Local modeling as a solution to the lack of stop-level ridership data

Document Type

Journal Article

Publication Date


Subject Area

place - south america, mode - bus, infrastructure - stop, ridership - modelling


Transit, ridership, bus stop


Transit ridership modeling at the bus stop level is an important tool for bus network planning and transit-oriented development. However, many cities, especially in developing countries, face a lack of boarding and alighting data due to the high costs of collection. Solutions based on smartcards often rely on assumptions that negatively affect the data accuracy. Noting that previous studies suggest the existence of spatial heterogeneity and dependence in factors affecting stop-level ridership, the present paper proposes the application of Geographically Weighted Negative Binomial Regression (GWNBR) to modeling the transit ridership along bus lines in São Paulo – SP (Brazil) under missing data conditions. Four important topics are analyzed: 1) whether the spatial variation of predictors' effects is statistically significant; 2) the consistency of parameter estimates; 3) the prediction power sensitivity to missing data scenarios; and 4) the use of network distances replacing the traditional Euclidean ones. Of the five predictors that explained the transit ridership better, overlapping and frequency proved to have coefficients with statistically significant spatial variation.

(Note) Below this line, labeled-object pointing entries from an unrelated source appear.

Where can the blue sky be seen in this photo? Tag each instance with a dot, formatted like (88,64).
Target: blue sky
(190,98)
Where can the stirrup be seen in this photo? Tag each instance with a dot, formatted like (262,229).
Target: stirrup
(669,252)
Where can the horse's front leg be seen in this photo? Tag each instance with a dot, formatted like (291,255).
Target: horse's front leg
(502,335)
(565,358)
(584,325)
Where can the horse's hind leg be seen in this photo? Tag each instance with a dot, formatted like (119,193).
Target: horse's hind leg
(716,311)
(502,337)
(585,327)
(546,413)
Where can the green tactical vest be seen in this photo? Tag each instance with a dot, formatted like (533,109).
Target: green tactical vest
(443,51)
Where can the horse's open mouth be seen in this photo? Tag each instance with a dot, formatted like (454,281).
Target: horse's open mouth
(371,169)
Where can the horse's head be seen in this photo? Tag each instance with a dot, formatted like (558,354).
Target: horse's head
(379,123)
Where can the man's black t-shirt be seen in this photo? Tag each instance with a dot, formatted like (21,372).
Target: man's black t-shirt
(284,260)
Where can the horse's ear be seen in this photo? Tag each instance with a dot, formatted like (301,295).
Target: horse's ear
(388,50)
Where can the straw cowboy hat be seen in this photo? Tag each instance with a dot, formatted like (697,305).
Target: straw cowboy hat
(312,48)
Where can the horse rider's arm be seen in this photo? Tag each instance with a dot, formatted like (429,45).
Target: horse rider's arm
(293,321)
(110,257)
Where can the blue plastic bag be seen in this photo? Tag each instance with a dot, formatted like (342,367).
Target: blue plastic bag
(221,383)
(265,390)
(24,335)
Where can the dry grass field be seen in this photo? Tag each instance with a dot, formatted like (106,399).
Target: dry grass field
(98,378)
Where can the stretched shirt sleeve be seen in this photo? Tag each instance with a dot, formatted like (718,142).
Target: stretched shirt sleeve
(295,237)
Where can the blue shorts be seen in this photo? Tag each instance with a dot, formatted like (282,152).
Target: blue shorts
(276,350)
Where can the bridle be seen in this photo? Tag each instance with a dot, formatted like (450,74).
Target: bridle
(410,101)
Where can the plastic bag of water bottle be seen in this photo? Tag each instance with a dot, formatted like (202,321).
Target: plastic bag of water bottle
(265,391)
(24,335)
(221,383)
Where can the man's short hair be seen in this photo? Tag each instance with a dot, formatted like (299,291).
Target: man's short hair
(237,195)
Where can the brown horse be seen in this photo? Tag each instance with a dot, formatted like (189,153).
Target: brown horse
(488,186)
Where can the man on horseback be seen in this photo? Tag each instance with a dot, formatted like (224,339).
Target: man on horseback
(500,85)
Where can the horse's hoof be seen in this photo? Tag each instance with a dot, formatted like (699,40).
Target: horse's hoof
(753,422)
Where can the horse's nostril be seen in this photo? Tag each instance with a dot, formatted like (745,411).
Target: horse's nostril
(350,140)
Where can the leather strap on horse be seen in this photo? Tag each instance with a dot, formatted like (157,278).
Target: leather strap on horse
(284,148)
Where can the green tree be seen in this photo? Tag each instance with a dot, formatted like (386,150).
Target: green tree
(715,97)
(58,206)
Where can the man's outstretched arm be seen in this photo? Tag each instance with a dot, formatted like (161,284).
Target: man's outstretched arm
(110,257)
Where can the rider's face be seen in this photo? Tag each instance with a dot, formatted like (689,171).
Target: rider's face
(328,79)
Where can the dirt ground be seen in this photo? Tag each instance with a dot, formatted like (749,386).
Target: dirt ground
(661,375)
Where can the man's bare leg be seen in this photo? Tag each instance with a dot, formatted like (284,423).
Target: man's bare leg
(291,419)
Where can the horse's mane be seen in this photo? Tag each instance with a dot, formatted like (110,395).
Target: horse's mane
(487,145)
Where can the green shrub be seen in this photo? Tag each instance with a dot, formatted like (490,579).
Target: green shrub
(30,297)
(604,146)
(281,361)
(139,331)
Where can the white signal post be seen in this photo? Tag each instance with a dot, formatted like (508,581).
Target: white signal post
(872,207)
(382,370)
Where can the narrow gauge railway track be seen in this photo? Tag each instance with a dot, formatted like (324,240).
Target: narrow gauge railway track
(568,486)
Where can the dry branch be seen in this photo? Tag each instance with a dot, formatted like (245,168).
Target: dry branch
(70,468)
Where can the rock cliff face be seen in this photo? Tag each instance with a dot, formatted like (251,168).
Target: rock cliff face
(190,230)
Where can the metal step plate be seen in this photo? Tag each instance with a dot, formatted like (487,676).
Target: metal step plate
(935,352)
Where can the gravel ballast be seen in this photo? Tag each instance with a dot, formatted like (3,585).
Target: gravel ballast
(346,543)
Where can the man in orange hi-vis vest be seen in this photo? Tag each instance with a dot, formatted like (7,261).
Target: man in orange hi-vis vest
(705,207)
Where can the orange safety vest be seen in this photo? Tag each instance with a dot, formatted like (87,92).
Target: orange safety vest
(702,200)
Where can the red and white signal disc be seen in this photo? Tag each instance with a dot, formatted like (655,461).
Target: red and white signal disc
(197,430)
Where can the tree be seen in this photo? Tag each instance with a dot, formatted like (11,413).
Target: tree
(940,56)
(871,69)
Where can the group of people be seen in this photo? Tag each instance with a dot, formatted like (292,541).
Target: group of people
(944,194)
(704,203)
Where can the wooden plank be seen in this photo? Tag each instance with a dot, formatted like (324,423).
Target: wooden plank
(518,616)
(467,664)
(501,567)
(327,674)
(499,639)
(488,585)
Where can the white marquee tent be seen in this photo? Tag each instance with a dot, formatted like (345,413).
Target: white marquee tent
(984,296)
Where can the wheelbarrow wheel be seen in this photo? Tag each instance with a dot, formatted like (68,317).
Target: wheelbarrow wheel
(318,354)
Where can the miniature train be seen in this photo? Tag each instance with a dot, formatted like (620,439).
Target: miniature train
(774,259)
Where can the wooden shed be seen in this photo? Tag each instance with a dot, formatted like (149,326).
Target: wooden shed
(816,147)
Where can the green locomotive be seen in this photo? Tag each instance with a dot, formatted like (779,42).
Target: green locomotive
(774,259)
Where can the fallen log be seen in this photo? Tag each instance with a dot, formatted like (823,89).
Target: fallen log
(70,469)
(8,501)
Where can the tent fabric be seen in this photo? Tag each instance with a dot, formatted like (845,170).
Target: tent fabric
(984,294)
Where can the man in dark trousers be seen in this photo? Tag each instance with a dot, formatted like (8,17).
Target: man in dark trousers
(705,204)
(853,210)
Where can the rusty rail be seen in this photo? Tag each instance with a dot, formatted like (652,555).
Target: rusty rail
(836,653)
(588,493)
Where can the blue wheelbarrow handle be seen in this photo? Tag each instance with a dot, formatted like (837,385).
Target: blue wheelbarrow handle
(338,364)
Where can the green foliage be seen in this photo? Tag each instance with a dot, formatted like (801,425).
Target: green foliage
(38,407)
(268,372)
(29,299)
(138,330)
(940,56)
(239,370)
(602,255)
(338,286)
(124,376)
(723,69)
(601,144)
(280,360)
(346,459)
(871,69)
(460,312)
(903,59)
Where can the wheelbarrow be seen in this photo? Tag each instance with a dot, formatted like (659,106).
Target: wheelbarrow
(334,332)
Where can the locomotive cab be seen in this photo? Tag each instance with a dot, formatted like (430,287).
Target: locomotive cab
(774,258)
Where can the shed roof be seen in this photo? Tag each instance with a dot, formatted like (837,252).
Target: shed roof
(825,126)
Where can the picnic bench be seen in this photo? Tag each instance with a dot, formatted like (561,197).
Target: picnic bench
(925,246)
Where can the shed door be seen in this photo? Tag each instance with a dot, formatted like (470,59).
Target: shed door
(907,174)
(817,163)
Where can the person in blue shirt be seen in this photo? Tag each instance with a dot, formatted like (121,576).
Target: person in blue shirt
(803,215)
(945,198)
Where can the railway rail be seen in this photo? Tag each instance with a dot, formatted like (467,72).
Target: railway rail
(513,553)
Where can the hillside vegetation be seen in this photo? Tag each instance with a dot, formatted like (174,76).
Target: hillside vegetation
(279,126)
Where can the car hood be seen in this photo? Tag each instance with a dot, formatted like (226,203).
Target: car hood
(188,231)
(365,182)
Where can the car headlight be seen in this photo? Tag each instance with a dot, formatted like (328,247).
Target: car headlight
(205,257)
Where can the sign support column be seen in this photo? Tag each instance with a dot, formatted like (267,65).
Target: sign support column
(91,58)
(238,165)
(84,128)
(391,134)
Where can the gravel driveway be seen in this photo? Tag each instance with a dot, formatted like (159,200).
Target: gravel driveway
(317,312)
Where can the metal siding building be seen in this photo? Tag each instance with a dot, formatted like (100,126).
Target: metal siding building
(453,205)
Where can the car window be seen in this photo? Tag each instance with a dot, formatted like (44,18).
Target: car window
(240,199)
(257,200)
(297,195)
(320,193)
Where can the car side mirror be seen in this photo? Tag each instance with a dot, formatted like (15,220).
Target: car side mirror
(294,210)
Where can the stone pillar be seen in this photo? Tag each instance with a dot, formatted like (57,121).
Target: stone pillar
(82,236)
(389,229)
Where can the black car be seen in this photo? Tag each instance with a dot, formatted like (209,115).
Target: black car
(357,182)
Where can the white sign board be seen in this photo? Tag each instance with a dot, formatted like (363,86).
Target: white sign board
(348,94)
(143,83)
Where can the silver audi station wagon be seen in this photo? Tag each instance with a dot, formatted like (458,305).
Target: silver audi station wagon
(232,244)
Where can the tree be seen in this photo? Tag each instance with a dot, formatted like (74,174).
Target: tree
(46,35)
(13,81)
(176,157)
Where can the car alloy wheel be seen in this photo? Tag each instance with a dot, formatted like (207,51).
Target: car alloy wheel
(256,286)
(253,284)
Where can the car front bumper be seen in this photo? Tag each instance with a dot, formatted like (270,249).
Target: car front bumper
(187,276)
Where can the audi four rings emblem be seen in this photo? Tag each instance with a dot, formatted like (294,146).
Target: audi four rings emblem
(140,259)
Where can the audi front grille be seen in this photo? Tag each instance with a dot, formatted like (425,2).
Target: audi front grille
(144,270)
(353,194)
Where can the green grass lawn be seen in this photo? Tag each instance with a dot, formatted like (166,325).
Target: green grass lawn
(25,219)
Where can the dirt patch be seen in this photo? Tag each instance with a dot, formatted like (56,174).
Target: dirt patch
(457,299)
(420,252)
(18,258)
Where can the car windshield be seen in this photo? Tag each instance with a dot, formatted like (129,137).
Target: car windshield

Goodness-of-fit measures indicated that GWNBR is an effective tool to the transit ridership estimation in uncounted bus stops, even when the availability of data is low. GWNBR in missing data scenarios could, in fact, reproduce the spatial pattern of effects shown in the complete database model, for some explanatory variables. Network distances may better represent the spatial relationship between transit ridership and some of its predictors. In addition, GWNBR models were able to address the spatial dependence found in the Negative Binomial Regression.